The moments where we cradle the present with the desperation and gratitude of someone who’s body is bubbling like burnt stew from the inside.
I think it’s all of a person’s grief cremated and spread to the sky to be reborn as a mother’s love. So if that’s sad, then yes, I am sad.
My father told me he would drive my mother to her chemo treatments.
He would call ahead to the radio station to play love songs he needed her to hear, and she would listen with her eyes closed.
Until the day he died, he played those songs over and over again, as though it was her blood circulating, her voice telling him to turn it down, as though the volume of the music and his longing would be enough to break through the veil of life and death.
Now I gift playlists to people because this is the ultimate way to show them a spectrum of love, and longevity beyond what you can hold in your hands.
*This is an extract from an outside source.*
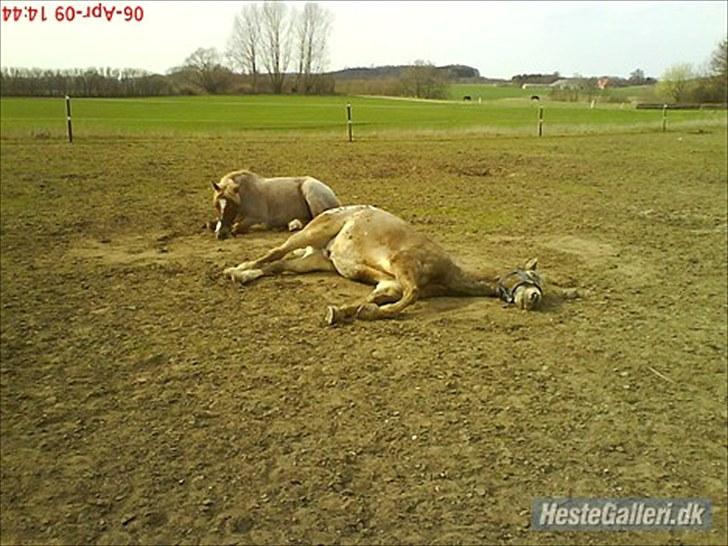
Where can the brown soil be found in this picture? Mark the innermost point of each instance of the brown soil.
(145, 399)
And yeah, I guess that’s pretty sad.
But that’s not the point.
I am not sad for Sadness sake.
I am sad because these sad things are the jewels I wear around my crown and wrists to remind myself on the days anguish lays its coarse bricks upon my throat that I am lucky to have so much Sadness.
Sadness hands me my pen.
She brings me places both uncanny and profound that some may never see.
Sadness teaches me how to love another sad person from the center of my ribcage where Sadness often builds itself a haunted mansion.
Sadness is sister to Survival, without whom I would not be here to tell you that Sadness can breathe life into you the way a last breath gives birth to it.
I roll the red carpet out and applaud Sadness.
I leave an offering, meet my eyes in the mirror, and Hail Sadness.
So maybe the Wednesday Addams thing isn’t that far off. Reductive. But not far off.